Minor league affiliations
- Previous classes: C, D
- League: Canadian League

Minor league titles
- League titles: 1911

Team data
- Previous names: Berlin Busy Bees; Berlin Green Sox Berlin Dutchmen;
- Previous parks: Victoria Park

= Berlin Busy Bees =

The Berlin Busy Bees (also known as the Berlin Green Sox and the Berlin Dutchmen) were a minor league baseball team in Berlin (renamed as Kitchener), Ontario that played in the Canadian League from 1911 through 1913. The league was classified as Class D in 1911 and as Class C from 1912 through 1913. The team's owner from 1911 to 1912 was William J. "Pop" Williams; in the winter of 1912–13 he sold the team for $2,000 to the Twin Cities Athletic Association, headed by Dr.

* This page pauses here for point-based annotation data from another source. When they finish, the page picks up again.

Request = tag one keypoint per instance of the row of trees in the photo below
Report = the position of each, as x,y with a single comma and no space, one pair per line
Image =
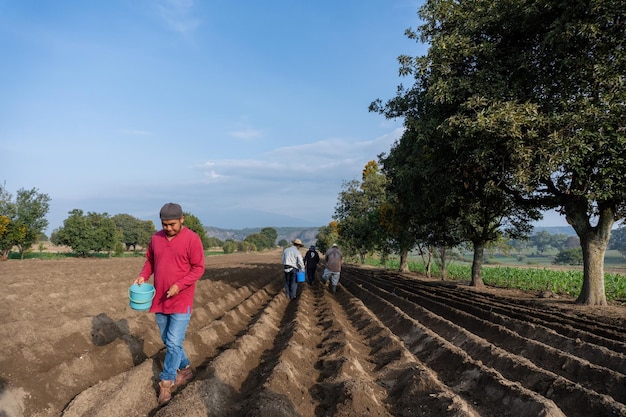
517,107
23,221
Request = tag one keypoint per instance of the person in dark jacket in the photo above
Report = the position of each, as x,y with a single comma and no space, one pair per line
334,261
311,259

F. H. Kalbfleisch. The team played its home games in Victoria Park.

The 1911 team easily won the Canadian League pennant with a record of 70–40, 11 games ahead of second-place London. The team's manager and first baseman was George "Rube" Deneau. Their shortstop, Raymond "Scotty" Cameron, was described as the "fastest man in the league", and was compared with Joe Tinker; he hit .341 and stole 48 bases. At the end of the season, he was drafted by the Philadelphia Athletics.

In 1912, the league was expanded from six teams to eight and was reclassified as Class C. Deneau returned as manager, but the Berlin team had lost six players to major league teams. The team finished in sixth place with a 42–50 record, and the owner, Williams, announced that he had lost money and would sell the team.

In 1913, Joseph Keenan took over as manager. The team failed to improved its record, going 37–67 to finish in seventh place. After the season, the Canadian League dropped the Berlin franchise, replacing it with a team in Toronto, and moved the Guelph franchise to Erie, Pennsylvania, as the bid to upgrade the league to Class B status. After the season, catcher Wickey McAvoy was drafted by the Philadelphia Athletics.